Climbing A Tree
In the first part of this article, I said that there were two approaches to parsing an XML document. SAX is one; the other uses the DOM to build a tree representation of the XML data structures in the document, and then offers built-in methods to navigate through this tree. Once a particular node has been reached, built-in properties can be used to obtain the value of the node, and use it within the script.
PHP4 comes with support for this “DOM parser” as well, although you may need to recompile your PHP binary with the “–with-dom” parameter to activate it.
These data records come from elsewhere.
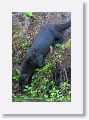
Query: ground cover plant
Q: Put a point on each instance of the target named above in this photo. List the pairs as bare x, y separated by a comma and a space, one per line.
44, 86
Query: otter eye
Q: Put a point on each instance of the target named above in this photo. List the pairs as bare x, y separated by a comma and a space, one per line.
25, 76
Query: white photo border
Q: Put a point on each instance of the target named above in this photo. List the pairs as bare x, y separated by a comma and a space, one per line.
76, 104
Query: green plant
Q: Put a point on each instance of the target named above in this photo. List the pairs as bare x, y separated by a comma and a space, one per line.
29, 14
15, 75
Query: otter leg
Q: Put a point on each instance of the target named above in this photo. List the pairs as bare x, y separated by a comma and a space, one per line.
40, 60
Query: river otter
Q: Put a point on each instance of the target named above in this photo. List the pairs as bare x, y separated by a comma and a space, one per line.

Windows users get a free ride, since a compiled binary is included with their distribution; however, they will still need to activate the extension in the “php.ini” configuration file.
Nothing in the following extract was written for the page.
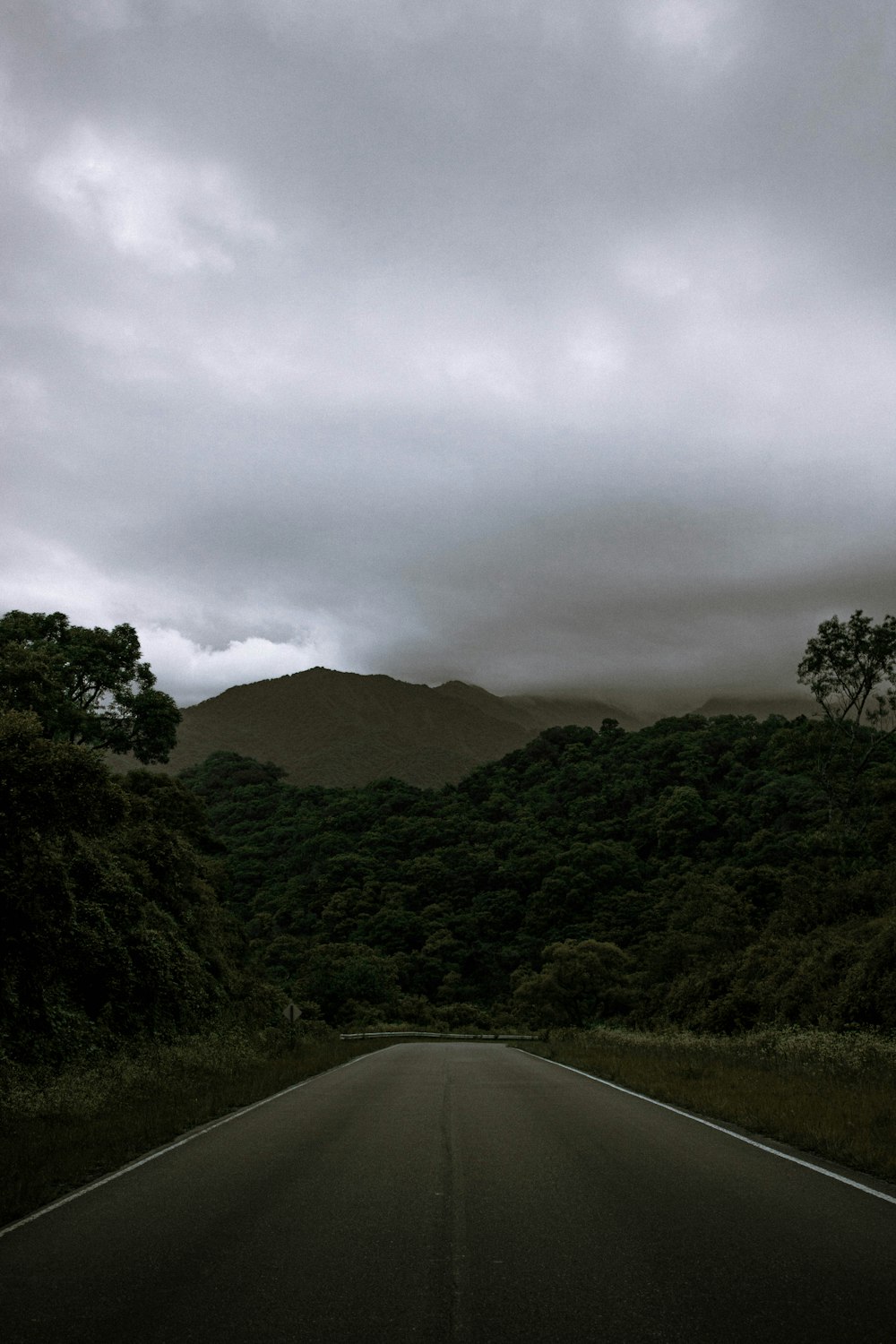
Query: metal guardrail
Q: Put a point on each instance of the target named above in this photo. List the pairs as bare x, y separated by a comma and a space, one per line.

Over the next few pages, I’m going to take a look at PHP’s DOM functions, illustrating an alternative method of parsing XML data. I’ll also attempt to duplicate the previous examples, marking up books and recipes with HTML tags, in order to demonstrate how either technique can be used to achieve the same result. Finally, I’ll briefly discuss the pros and cons of the SAX and DOM approaches, and point you to some links for your further education.
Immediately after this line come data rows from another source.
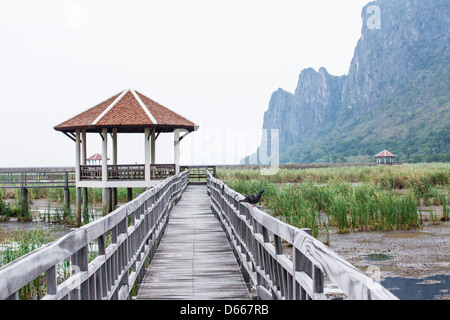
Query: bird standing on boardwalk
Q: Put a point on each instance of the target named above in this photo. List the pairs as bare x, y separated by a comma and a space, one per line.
253, 199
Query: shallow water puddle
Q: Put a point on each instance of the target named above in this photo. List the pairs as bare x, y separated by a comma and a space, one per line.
431, 288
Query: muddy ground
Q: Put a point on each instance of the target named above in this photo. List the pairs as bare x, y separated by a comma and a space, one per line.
419, 253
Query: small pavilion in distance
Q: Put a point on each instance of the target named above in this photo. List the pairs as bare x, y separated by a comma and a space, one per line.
385, 158
126, 112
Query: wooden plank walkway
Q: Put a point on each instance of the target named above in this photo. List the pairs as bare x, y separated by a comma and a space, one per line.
194, 259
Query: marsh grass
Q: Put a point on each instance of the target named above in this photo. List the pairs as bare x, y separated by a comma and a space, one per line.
349, 199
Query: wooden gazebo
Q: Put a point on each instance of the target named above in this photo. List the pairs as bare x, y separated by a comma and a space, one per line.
126, 112
385, 158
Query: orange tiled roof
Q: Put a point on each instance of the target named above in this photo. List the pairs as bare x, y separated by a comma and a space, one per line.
384, 153
128, 111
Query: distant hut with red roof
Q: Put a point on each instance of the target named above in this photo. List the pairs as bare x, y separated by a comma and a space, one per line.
385, 158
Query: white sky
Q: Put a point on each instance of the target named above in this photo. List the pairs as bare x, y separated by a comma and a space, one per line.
214, 62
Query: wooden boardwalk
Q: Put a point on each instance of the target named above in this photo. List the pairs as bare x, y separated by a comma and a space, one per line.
194, 259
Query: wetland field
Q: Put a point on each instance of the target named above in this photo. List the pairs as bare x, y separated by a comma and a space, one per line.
389, 220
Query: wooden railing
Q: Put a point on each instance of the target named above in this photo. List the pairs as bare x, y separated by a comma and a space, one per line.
198, 173
161, 171
37, 178
90, 172
127, 172
118, 244
261, 242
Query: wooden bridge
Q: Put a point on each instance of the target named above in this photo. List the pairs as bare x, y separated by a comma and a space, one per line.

Let’s get started, shall we?
Meet Joe Cool
As before, the first order of business is to read the XML data into memory. PHP offers three functions to do this: the xmldoc() and xmltree() functions accept a string containing XML data as argument, and build a tree structure from that string, while the xmldocfile() function accepts a filename as argument, and builds a DOM tree after reading the data in the file.
<?php
// create an XML-compliant string
$XMLDataString = "<?xml version=\"1.0\"?" . "><me><name>Joe
Cool</name><age>24</age><sex>male</sex></me>";
// create a document object
$XMLDoc = xmldoc($XMLDataString);
// create a tree object
$XMLTree = xmltree($XMLDataString);
?>
You can also load a file directly.
<?php
// data file
$XMLFile = "me.xml";
// create a document object
$XMLDoc = xmldocfile($XMLFile);
?>
Windows users should note that xmldocfile() needs the complete path to the file, including drive letter, to work correctly.
Parents And Their Children
Once the document has been read in, a number of methods become available to traverse the document tree.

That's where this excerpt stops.